As a business owner with numerous customers that have gone bankrupt in the last few years, there is one particular striking element that keeps me questioning the structure of our bankruptcy laws. Recently I received a “Summary of Trustee’s Final Report and Applications for Compensation” from a former customer. At one time this customer operated six retail stores before some bad business decisions and failure to pivot and adapt to customer demand ultimately caused his business to fail. What is striking about the Trustees Summary is the amount of money owed to creditors $ 1,754,000. The receipts from the debtor are $20,587.87. Of course the bankruptcy attorney and trustee are receiving their fees paid in full. After these fees totaling 11,217.64 are paid, this leaves $9,370.23 to be split among the creditors that are owed over $1.7 million. Just as an example, the mall owner where these stores were located is owed $350,000 and will be paid $1,800. I am owed $1,400 and will receive $1.36.
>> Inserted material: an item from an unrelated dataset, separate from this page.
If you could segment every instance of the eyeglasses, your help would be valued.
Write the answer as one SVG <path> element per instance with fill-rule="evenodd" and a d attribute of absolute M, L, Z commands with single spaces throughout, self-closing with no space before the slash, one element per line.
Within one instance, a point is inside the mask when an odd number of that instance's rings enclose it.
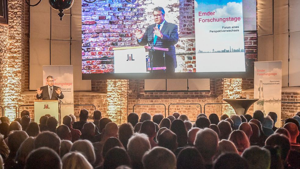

This begs the question many of have asked regarding the financial meltdown and this situation I describe. At what point did the principal know he was going to fail and he made a conscious decision to extract as much cash from the entity knowing that there would never be re-payment. In the case of AIG, Fanny Mae and Freddy Mac there is an inherent moral hazard with the full faith and backing of the federal government. If profits are declining, increasing risk is a possibility to gain higher returns since a government bailout can be counted on. I would pose a similar question to my former customer–at what point did he know bankruptcy was imminent yet he continued to spend other people’s money?
As my father taught me many years ago, life is not fair and the sooner you get over this notion is when you can be proactive and address some of life’s inequalities. So if I walk into Walgreen’s tomorrow and I leave without paying for a roll of toilet paper, I can be arrested and charged with a crime. However a bad or poor business decision that affects and hurts many more people will not be prosecuted. I have many more similar stories to share at a later date.
When you wake up tomorrow morning, start your day by being honest with yourself and your product or service and make sure you are providing what the market values and demands.